Vu les autres pièces du dossier ;
Vu :
- le règlement (CE) n° 765/2008 du Parlement européen et du Conseil du 9 juillet 2008 ;
- le code de la construction et de l'habitation ;
- la loi n° 2008-776 du 4 août 2008 ;
- le décret n° 2008-1401 du 19 décembre 2008 ;
- le décret n° 2009-697 du 16 juin 2009 ;
- le code de justice administrative ;
Après avoir entendu en séance publique :
- le rapport de M. Bruno Bachini, maître des requêtes,
- les conclusions de M. Stéphane Hoynck, rapporteur public ;
Considérant ce qui suit :
1. Pour procéder au diagnostic technique prévu par l'article L. 271-6 du code de la construction et de l'habitation en cas de vente de tout ou partie d'un immeuble bâti, l'article R. 271-1 du même code prévoit qu'il " est recouru soit à une personne physique dont les compétences ont été certifiées par un organisme accrédité dans le domaine de la construction, soit à une personne morale employant des salariés ou constituée de personnes physiques qui disposent des compétences certifiées dans les mêmes conditions ", et renvoie à des arrêtés des ministres chargés du logement, de la santé et de l'industrie le soin d'en préciser les modalités d'application.

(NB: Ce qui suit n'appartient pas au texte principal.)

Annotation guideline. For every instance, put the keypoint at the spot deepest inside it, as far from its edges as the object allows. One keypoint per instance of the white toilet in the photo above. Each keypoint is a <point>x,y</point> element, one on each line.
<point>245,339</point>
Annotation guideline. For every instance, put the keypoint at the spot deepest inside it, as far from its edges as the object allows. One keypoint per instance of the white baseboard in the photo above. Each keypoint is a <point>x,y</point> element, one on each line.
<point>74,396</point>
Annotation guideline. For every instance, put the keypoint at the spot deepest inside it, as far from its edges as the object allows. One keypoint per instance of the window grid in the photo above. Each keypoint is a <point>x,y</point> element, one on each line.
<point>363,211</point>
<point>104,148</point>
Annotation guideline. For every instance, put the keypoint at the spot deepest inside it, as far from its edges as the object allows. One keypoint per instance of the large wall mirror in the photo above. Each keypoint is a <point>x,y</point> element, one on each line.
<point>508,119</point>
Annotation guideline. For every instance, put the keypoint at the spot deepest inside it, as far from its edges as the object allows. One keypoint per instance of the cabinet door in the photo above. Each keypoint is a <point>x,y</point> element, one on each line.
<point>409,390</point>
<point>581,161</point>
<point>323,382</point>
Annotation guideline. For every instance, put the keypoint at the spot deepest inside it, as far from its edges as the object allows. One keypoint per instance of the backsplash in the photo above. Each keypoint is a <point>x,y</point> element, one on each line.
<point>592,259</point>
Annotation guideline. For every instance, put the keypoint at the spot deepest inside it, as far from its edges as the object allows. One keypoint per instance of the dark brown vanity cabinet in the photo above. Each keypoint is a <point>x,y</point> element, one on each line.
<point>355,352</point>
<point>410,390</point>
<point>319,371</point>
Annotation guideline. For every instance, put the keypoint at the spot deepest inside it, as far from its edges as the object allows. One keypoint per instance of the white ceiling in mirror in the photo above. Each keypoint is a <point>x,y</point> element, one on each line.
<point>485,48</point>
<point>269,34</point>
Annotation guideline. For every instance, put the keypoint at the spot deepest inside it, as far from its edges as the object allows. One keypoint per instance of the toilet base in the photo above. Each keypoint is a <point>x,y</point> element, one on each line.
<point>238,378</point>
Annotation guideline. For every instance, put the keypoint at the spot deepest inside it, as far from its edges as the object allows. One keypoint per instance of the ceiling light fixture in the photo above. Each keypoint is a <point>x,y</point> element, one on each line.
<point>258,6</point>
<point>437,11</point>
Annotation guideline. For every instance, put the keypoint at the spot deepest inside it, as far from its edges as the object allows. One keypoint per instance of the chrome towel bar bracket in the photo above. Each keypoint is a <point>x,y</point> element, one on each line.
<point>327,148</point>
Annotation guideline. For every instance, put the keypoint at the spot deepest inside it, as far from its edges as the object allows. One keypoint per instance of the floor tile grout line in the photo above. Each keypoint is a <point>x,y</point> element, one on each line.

Par un arrêté du 25 juillet 2016, les ministres compétents ont fixé les critères de certification des compétences des personnes physiques opérateurs de repérages, d'évaluation périodique de l'état de conservation des matériaux et produits contenant de l'amiante, et d'examen visuel après travaux dans les immeubles bâtis et les critères d'accréditation des organismes de certification. Par une décision n° 402345 du 24 juillet 2019, le Conseil d'Etat, statuant au contentieux, a annulé cet arrêté. L'association " Les diagnostiqueurs indépendants " demande l'annulation pour excès de pouvoir de l'arrêté du 8 novembre 2019 relatif aux compétences des personnes physiques opérateurs de repérage, d'évaluation périodique de l'état de conservation des matériaux et produits contenant de l'amiante, et d'examen visuel après travaux, dans les immeubles bâtis, qui a pour objet de maintenir les dispositifs de certification prévus par l'arrêté du 25 juillet 2016.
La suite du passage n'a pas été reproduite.